For all that I harsh on MH, one of the things that it does really well is hide a great deal of complexity behind a simple, easy to use exterior. It often manages to do this so seamlessly that you aren't even aware that what you're doing involves complexity. The end result is that what MH does feels simple and trivial when it's anything but.

For example, let's take the issue of what message or messages an MH command should operate on. One of the MH features is something called 'sequences'; a sequence is a possibly disjoint set of messages in a folder. Sequences are named, and you can tell a MH command to operate on a sequence by giving it the name of the sequence. A number of things in MH are implemented as sequences; for example, 'cur' (the current message) and 'unseen' (the unread messages in this folder) are both sequences.

You can support sequences in shell scripts, if you want to; I can think of at least one plausible brute force representation. But it's not going to be trivial or really fast because shell scripts simply don't have any natural support for ordered sets, especially large ones. Or you could skip supporting sequences and implement things like 'cur' and 'unseen' with purpose-specific techniques, although this makes your system less powerful and less like real MH. Since either way this is a significant chunk of code, you're going to want to put it in some form of a shell script library (either as a separate command that MH commands run to find what to operate on, or as code that is directly pulled into scripts with '.'); neither option is svelte and fast.

(In short, suddenly 'show' has stopped being a little shell script that wraps 'less <filename>' with some handwaving to find out the filename. Finding that filename, or filenames, is not so simple.)

This is just one example. Things like this are all over MH, as invisible support for common operations that people who use MH don't even think about. As a result, any shell script reimplementation of MH would be incomplete, hugely complex, and terribly slow (with the complexity and the slowness proportional to how incomplete; the more incomplete, the simpler and faster). The only way to get a simple shell script version of MH is to throw out almost all of what makes MH decent to use in the first place.

The same more or less holds true of reimplementations of MH in serious languages. Any reasonably full featured MH clone is going to have much of the same work happening behind the scenes, which makes it nowhere near simple to write. You need quite a lot of code to get to the point where 'scan unseen' or 'repl 10' or 'refile +pending' just work right (and that's ignoring the people who've customized their behavior).

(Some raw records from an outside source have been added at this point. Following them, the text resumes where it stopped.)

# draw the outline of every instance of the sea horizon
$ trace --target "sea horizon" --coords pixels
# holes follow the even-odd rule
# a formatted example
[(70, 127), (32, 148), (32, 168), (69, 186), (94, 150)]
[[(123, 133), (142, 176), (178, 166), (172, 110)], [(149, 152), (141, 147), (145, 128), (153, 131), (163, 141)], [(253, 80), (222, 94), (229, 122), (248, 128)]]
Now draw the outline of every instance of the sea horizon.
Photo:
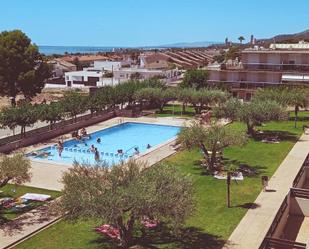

The end result is that there are a lot of partially started incomplete reimplementations of MH, some basic reimplementations of parts of MH that make their author happy but probably not anyone else, and no general simpler reimplementation of MH that I know of.

Sidebar: the other problem with MH reimplementations

MH has a lot of baroque functionality. Everyone who uses MH (and knows about this functionality) agrees that most of it can be dropped as stupid and unnecessary. Unfortunately, everyone who uses MH has a somewhat different idea of which specific bits are absolutely useful and important and have to be kept, and which bits are stupid and unnecessary and should be left out of any reimplementation. Name your favorite obscure MH feature and there are people who are very attached to it and other people who never touch it.

I am not an exception in this. I have my own set of crazy MH bits that I use, and I would be pretty much completely uninterested in an MH reimplementation that left them out entirely and simply hard-coded a single 'common' behavior.